11/02/06 UPDATE: Acquarello has provided a more in-depth analysis of Madeinusa at Strictly Film School. Acquarello writes: "[B]eyond Llosa's surreal and nightmarish vision of piety, ignorance, and collective hysteria, the genesis of the heroine's titular name itself - a name that, as Salvador argues, is a fabricated name, perhaps derived from encountered "Made in USA" product labels scattered throughout the country - also provides an implicit illustration of the broader human (and sociological) tendency towards cultural exoticism that exists in an environmental vacuum of ignorance, naiveté, and impoverishment. Like the absent mother's secretive (and seemingly, almost mythical) flight to Lima, the city represents an elusive promise land away from the stultifying oppressiveness of an insulated existence. It is this ephemeral destination that Salvador inevitably represents for Madeinusa - not a transitory, but fateful connection with a kindred spirit, but the instinctual location of an elusive, idealized elsewhere."
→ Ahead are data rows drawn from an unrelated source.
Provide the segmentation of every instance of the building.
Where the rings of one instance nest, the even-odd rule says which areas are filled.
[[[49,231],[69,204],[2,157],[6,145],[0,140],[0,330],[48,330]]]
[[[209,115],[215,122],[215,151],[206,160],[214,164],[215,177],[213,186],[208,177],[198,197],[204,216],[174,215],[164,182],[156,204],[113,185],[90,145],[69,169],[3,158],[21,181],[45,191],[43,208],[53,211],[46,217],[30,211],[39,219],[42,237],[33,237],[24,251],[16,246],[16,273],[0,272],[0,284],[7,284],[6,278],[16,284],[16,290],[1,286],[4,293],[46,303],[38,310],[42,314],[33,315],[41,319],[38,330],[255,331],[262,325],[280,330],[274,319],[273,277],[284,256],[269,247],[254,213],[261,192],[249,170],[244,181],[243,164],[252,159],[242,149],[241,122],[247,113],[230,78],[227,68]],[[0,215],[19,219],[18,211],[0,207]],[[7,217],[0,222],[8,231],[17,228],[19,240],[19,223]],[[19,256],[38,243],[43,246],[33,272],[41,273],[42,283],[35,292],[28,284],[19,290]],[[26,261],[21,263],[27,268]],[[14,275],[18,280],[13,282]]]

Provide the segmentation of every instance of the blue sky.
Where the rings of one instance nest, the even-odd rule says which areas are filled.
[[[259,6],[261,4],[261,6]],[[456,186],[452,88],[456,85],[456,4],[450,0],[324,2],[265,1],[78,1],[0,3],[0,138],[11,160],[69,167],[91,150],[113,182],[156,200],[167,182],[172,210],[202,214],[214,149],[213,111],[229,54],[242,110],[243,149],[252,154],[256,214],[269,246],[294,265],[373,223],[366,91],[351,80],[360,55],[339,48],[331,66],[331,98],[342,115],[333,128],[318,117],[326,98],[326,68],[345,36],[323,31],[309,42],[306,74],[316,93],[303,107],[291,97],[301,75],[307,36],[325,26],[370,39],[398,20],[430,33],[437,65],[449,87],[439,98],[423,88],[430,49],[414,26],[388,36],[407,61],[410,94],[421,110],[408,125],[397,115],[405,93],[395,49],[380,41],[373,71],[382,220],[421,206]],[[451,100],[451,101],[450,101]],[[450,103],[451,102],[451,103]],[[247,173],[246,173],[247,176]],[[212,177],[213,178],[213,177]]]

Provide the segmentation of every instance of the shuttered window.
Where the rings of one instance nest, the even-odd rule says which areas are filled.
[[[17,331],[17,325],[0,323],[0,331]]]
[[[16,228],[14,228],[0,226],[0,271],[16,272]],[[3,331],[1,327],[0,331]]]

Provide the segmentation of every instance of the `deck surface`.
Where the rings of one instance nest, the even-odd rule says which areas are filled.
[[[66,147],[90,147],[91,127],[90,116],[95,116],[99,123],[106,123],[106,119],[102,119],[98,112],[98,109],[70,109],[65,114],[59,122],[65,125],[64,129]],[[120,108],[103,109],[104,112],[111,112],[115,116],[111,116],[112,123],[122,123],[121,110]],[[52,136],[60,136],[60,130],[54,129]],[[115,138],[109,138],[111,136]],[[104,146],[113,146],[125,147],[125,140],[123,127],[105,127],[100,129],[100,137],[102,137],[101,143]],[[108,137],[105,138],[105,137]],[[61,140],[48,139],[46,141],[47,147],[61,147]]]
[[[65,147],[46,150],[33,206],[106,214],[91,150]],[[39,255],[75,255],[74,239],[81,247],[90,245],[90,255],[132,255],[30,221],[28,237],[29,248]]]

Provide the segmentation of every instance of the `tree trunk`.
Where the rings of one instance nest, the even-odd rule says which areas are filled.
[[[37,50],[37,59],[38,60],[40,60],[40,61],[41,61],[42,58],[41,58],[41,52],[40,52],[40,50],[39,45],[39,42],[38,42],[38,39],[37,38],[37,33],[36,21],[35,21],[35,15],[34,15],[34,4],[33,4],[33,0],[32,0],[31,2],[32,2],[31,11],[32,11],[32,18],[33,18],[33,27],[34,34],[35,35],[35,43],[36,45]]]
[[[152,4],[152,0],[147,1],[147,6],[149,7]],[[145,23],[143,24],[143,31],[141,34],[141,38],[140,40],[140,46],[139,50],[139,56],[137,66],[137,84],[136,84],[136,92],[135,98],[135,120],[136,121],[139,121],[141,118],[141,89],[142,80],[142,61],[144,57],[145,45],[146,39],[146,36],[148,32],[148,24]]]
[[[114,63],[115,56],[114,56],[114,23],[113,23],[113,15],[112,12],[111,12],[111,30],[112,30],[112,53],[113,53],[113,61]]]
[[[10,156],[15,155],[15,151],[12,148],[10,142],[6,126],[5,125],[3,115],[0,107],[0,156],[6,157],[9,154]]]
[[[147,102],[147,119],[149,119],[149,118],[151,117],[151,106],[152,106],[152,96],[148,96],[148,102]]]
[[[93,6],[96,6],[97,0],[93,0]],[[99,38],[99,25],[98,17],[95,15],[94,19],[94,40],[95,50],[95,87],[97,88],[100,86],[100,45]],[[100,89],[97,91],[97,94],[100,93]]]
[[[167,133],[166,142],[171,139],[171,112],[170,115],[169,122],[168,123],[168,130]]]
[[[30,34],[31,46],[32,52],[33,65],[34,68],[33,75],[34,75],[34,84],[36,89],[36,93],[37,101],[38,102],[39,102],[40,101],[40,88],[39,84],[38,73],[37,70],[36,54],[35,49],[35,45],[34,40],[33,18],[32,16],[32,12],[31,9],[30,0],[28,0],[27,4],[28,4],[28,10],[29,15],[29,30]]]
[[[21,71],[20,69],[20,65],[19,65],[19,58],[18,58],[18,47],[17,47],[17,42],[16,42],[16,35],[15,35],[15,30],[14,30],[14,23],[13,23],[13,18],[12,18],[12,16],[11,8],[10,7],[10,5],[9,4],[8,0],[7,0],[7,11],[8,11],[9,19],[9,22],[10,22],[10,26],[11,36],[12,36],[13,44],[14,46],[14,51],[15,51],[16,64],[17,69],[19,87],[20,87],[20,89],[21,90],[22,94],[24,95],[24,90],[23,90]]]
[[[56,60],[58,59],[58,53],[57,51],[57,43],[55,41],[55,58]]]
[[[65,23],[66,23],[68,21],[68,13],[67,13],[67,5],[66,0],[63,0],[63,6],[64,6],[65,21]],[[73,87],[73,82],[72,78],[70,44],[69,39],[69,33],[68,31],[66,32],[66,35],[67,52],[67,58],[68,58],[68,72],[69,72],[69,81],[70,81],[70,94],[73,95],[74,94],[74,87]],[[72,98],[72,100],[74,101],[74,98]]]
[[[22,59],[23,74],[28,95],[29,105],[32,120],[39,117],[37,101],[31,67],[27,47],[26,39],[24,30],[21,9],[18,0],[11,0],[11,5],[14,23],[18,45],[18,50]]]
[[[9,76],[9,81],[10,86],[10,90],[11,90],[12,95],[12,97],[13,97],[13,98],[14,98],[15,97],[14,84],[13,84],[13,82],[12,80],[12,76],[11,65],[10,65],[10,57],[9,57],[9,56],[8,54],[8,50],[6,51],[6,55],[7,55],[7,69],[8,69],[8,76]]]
Another absolutely lovely film is Byambasuren Davaa's Cave of the Yellow Dog; a paean to the autonomous spirit of children triggered by the spirit of place. It's structure feels surreptitious, as if the director caught footage on the sly, achieving a remarkably natural portrait of everyday childhood among the Mongolian grasslands. Cave of the Yellow Dog is the kind of foreign film that—like Zacharias Kunuk and Norman Cohn's The Journals of Knud Rasmussen—transports you into another world, singularly exotic in its difference. Cave of the Yellow Dog demonstrates the nomadic aesthetic of breaking down a yurt while Journals teaches you how to build an igloo with a machete. I have no idea where or when I'll have the chance to practice these newly acquired bits of information, but, you never know. The Journals of Knud Rasmussen is mesmerizing, especially the sex scenes with a dead husband, and the poignant and painful transition away from capricious shamanic allies to Christian security.
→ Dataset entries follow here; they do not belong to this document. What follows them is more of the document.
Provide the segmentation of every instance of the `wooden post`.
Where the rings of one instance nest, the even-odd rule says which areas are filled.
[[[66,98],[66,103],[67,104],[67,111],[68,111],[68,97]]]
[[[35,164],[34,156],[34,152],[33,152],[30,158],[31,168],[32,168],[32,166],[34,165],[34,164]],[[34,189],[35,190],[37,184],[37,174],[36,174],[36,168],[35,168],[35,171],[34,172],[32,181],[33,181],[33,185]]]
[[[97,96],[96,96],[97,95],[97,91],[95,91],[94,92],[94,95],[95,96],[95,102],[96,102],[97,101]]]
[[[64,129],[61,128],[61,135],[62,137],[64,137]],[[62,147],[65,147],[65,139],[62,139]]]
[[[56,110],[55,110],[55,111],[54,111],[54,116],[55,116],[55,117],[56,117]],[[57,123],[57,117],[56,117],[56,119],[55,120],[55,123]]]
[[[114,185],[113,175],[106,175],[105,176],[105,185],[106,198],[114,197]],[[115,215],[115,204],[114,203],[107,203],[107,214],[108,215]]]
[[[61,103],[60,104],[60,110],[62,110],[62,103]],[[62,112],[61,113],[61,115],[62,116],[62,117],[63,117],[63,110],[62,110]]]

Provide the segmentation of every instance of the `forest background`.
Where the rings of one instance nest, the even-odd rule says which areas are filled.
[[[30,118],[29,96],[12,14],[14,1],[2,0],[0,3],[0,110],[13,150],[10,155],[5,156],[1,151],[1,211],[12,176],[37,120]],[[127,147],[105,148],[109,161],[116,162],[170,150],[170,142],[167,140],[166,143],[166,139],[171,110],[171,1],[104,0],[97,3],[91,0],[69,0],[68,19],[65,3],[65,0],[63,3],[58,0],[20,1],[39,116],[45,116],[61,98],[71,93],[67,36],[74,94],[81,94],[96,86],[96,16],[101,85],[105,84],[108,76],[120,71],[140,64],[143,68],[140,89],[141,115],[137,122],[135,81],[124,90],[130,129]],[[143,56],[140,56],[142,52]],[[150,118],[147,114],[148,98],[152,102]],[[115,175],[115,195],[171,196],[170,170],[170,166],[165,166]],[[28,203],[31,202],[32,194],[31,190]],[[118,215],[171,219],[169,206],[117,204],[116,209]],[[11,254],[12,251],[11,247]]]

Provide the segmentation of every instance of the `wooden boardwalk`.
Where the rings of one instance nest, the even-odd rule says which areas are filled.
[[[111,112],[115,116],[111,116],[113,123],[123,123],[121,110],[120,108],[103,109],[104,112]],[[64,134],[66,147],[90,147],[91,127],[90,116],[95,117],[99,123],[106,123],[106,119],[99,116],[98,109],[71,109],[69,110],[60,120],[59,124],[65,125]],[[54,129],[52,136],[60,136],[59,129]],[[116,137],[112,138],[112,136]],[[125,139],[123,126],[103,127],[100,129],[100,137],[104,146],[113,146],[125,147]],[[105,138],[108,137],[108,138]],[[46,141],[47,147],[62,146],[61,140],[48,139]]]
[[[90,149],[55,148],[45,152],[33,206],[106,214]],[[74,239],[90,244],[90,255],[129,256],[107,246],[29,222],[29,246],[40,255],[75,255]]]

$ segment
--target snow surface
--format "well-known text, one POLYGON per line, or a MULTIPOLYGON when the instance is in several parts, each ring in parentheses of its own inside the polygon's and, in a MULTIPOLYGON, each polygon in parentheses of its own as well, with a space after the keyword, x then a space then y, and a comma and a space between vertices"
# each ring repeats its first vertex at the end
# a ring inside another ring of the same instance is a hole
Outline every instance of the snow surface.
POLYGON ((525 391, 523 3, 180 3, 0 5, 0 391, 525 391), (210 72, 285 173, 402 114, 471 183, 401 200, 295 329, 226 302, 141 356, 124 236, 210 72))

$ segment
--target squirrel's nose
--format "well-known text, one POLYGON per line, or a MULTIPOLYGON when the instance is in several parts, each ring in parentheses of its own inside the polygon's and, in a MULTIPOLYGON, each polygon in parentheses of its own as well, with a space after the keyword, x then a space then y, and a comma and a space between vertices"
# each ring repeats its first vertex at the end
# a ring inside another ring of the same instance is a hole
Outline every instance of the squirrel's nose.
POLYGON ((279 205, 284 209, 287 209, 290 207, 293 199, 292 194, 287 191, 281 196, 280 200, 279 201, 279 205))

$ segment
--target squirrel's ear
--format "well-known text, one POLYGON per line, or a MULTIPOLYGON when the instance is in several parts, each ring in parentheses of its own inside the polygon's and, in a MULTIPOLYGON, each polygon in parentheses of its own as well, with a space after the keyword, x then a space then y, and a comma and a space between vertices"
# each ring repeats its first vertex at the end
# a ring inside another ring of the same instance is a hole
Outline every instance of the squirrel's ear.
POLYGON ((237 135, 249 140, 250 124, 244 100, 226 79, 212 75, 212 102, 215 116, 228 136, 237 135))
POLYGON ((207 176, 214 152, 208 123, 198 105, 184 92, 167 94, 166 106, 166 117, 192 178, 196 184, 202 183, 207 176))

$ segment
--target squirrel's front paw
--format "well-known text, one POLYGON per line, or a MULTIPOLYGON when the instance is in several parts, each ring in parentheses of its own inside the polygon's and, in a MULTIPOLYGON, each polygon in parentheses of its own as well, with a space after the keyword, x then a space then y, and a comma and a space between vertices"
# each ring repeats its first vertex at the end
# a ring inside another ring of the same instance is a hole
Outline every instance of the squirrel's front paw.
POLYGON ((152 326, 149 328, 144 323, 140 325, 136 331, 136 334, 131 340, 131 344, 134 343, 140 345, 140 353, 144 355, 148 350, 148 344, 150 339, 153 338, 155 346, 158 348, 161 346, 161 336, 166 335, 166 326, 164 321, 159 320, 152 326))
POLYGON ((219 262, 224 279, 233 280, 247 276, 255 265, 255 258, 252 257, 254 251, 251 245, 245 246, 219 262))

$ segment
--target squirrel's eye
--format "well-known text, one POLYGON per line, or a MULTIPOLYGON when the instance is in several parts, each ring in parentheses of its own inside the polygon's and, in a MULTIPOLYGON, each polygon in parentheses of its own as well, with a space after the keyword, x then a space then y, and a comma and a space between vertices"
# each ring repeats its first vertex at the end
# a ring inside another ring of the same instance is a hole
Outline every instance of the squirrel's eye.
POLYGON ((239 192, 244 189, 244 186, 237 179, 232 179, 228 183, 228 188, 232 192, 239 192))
Todd Field's Little Children is overreaching and overdone. But, damn, Patrick Wilson is hot!! Especially when he's humping Kate Winslet in the washroom. Suburban sweat has never been so wonderfully guilty. Ronald McGorvey as the registered sex offender effectively creeped me out. Among the film's various faults is the decision to use an omniscient narrator. Although I understand the film's allegiance to Tom Perrata's novel, I still prefer films to show me rather than tell me. And even with all that effort, I'm still not sure if I got what the movie was saying. Life is a playground and we're all little children? Yes and?
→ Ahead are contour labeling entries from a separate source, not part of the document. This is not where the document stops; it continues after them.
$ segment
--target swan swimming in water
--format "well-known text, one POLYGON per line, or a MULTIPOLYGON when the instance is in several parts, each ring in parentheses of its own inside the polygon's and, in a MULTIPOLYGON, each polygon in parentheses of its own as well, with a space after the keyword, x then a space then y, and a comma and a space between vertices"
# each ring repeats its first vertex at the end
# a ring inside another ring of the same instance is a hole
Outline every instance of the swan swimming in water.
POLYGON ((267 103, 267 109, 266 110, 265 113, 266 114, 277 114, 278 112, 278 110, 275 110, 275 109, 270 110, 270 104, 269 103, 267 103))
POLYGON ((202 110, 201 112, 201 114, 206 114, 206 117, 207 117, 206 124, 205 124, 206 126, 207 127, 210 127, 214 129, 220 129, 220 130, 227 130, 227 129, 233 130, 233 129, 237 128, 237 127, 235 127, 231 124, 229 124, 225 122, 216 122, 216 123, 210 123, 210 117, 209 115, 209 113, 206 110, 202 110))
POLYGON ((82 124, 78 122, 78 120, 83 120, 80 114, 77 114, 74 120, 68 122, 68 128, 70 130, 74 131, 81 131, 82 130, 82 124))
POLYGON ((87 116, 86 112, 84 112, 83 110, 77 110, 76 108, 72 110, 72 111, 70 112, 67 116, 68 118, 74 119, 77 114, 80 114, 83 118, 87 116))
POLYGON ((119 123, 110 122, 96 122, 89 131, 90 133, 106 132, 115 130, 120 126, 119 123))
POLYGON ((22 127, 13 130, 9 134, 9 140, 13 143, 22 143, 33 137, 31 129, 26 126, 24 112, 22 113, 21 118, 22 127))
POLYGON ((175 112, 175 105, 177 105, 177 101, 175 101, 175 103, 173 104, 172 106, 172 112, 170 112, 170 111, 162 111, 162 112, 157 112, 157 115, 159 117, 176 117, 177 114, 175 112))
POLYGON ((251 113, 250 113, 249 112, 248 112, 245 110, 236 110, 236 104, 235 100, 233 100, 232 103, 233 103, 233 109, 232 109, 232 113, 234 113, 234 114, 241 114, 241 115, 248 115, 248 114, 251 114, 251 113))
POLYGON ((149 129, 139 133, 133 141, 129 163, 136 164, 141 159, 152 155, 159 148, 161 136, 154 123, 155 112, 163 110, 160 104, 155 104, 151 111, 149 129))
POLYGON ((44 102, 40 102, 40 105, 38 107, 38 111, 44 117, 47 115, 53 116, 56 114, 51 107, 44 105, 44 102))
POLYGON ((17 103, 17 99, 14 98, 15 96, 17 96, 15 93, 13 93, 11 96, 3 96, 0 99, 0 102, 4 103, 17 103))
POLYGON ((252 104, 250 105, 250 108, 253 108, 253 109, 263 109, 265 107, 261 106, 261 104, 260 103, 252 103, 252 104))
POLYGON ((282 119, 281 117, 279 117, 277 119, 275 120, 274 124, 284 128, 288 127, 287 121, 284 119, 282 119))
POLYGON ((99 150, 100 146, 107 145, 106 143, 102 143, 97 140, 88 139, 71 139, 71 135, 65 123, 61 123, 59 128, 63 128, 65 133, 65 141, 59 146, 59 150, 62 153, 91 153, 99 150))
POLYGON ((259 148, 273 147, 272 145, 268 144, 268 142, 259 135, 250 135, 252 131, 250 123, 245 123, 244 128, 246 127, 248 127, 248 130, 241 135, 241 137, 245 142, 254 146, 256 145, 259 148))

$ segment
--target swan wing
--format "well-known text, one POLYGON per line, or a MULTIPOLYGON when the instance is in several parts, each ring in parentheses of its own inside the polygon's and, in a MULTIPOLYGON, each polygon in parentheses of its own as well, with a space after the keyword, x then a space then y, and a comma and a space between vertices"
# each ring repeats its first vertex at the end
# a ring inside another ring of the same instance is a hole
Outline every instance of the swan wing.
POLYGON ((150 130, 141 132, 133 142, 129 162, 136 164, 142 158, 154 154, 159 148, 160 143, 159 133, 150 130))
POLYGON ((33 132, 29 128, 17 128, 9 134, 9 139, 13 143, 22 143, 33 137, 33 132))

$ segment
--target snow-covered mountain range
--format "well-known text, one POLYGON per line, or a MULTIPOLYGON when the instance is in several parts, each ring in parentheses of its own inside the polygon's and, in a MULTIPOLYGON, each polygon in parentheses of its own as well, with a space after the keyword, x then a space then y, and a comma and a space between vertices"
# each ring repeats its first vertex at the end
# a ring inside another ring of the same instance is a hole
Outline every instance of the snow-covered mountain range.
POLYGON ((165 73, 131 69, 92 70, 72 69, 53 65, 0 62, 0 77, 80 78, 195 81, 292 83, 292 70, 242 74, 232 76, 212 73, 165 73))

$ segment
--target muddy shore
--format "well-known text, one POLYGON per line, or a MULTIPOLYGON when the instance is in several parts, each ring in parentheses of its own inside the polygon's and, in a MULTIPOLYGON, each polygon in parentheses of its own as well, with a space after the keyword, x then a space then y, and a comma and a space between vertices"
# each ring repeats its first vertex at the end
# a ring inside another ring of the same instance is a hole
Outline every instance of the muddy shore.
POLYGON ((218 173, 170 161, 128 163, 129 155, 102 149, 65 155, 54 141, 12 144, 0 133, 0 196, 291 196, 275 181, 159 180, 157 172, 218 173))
Although I appreciated watching Adama Drabo's 1997 "African classic" Taafe Fanga, especially its exotic village locales, and its heavyhanded though effective deployment of gender farce, I wish the program would have been coupled with something more recent from the region. Especially since the festival is asking Bay Area filmgoers to forsake the Sembene mini-retrospective at the Pacific Film Archives during the same dates.